By Mark Steyn - Thursday, February 25, 2010 at 7:00 AM - 228 Comments
Mark Steyn on the opening ceremonies: Where was the genuinely bizarro cavalcade?
Judging by emails from readers in America, Britain, India, Australia, Europe, Africa and beyond, Vancouver’s Olympic ceremony was a gold medal snoozeroo of politically correct braggadocio impressive even by Canadian standards. A Florida correspondent suggested that Beijing’s decision in 2008 to downplay discreetly its official state ideology might have been usefully emulated by Canadian organizers unable to go a minute and a half without reflexive invocations of their own state ideology of “diversity.” A reader in Sydney said he had no idea until the ceremony that the majority of Canada’s population were Aboriginal. Actually, if they were, you’d be hearing a lot less talk about “diversity,” for reasons we’ll come to later.

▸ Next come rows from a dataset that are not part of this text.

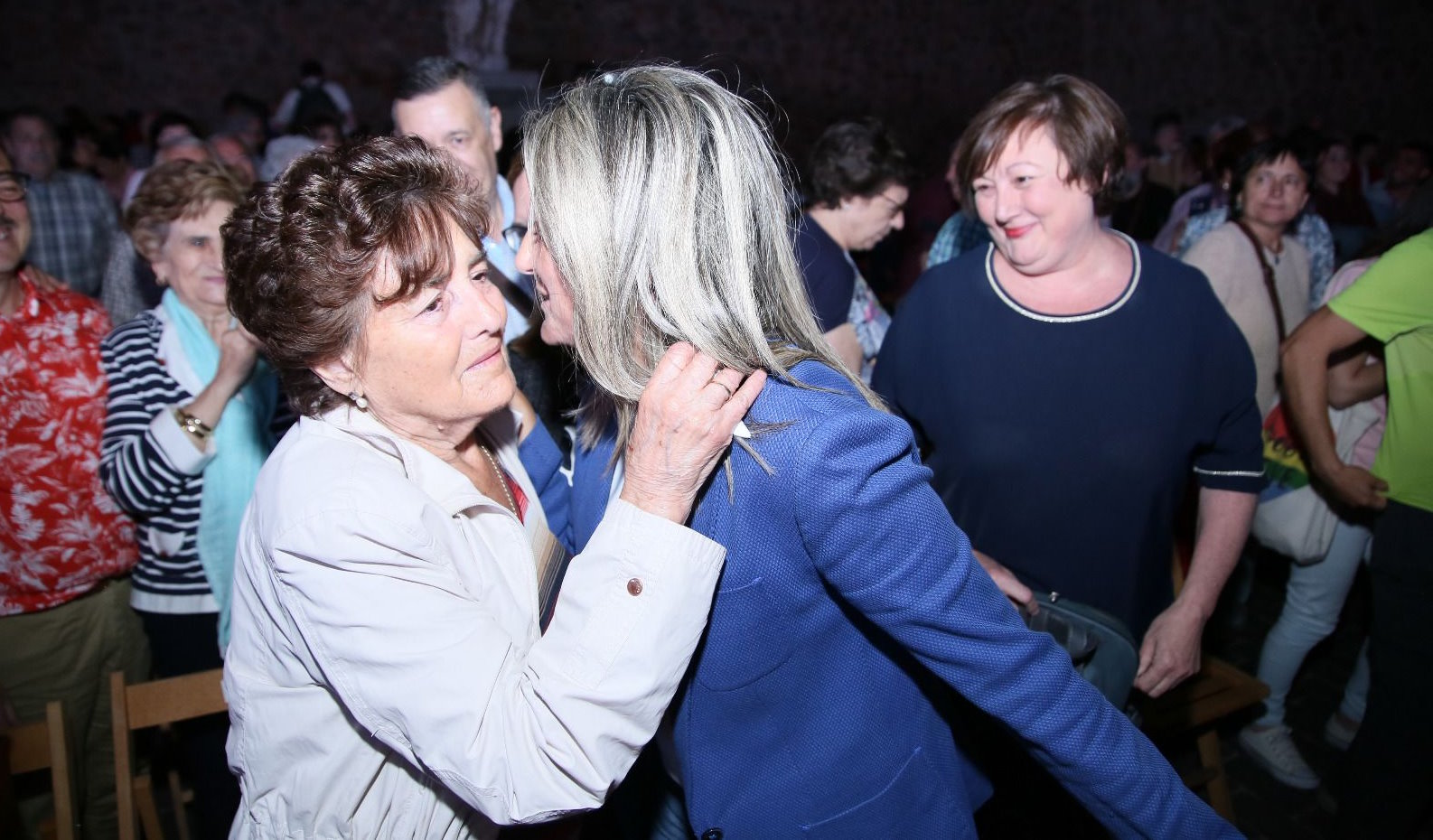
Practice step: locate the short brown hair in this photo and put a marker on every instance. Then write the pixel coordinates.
(301, 253)
(1085, 124)
(180, 190)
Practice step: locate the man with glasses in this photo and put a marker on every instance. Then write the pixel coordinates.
(65, 548)
(72, 217)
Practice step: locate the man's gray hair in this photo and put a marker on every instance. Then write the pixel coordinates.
(433, 73)
(665, 208)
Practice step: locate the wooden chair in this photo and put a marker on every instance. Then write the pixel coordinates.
(42, 746)
(151, 705)
(1195, 707)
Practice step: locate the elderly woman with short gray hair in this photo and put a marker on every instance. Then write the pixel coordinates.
(388, 674)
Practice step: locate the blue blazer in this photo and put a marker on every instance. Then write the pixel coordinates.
(846, 586)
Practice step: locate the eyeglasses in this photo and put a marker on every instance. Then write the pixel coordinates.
(12, 185)
(513, 237)
(896, 207)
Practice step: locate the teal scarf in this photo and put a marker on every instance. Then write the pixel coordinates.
(241, 442)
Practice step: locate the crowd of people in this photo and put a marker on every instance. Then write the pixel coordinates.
(638, 476)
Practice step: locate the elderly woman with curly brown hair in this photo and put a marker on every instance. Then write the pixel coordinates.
(192, 413)
(388, 674)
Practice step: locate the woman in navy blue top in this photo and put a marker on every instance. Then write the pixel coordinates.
(848, 590)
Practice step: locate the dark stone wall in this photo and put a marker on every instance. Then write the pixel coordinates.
(922, 65)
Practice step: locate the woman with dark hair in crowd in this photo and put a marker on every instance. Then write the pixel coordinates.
(1065, 385)
(848, 600)
(857, 191)
(388, 676)
(1339, 200)
(192, 415)
(1257, 268)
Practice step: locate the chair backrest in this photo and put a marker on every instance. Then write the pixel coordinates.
(151, 705)
(42, 746)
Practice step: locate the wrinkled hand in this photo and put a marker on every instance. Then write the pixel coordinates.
(1356, 486)
(1169, 652)
(239, 353)
(7, 718)
(1007, 583)
(42, 280)
(684, 425)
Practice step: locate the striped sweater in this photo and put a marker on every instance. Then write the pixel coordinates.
(154, 471)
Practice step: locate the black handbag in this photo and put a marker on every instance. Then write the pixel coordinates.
(1101, 647)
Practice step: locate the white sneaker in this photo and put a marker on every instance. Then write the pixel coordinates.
(1273, 750)
(1340, 732)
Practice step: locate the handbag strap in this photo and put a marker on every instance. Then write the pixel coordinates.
(1269, 280)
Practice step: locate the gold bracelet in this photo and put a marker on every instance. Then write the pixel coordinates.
(192, 425)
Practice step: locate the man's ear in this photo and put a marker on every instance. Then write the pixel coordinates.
(340, 375)
(494, 125)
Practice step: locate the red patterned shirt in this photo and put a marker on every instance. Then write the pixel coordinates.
(61, 534)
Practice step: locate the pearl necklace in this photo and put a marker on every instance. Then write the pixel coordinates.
(501, 479)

But don’t take the word of doubtless untypical Steyn readers. Out on the Internet, the Tweeting Twitterers pronounced it a bust, and even in the Toronto Star Richard Ouzounian declared that “the eyes of the world were upon us and we put them to sleep.” On the other hand, the Vancouver Sun’s reporter cooed that this was “the Canada we want the world to see, magical and beautiful, and talented.” This just after she’d written: “Maple leaves fell from the sky. And then, the divine poetess Joni Mitchell and her haunting Clouds fills the air while a young boy floats and soars above the audience, undulating fields of wheat below.” I was pleasantly relieved to discover that a story about “the world’s most lethal cocktail” concerned some enterprising dealers who’ve been lacing heroin with anthrax, and not whichever malevolent genius came up with the idea of having airborne ballet dancers doing interpretative choreography over the Prairies to a mélange of Both Sides Now and W. O. Mitchell’s Who Has Seen The Wind. As is traditional, most of the creativity went into the audience estimates: apparently, this tribute to the only G7 nation comprised solely of high priests of the Great Tree Spirit, armies of Inuit sculptors, and Cape Breton chorus lines of federal grant worshippers was watched by three billion people “worldwide.” As if the Royal Canadian Mint could afford to commission that many commemorative authentic pewter maple-encrusted manacles.
Canada’s message to the world: every cliché you’ve heard about our plonkingly insecure self-flattering PC earnestness has been triumphantly confirmed. You need pay us no further heed until the 2068 Commonwealth Games opening ceremony. Half the countries, twice as long!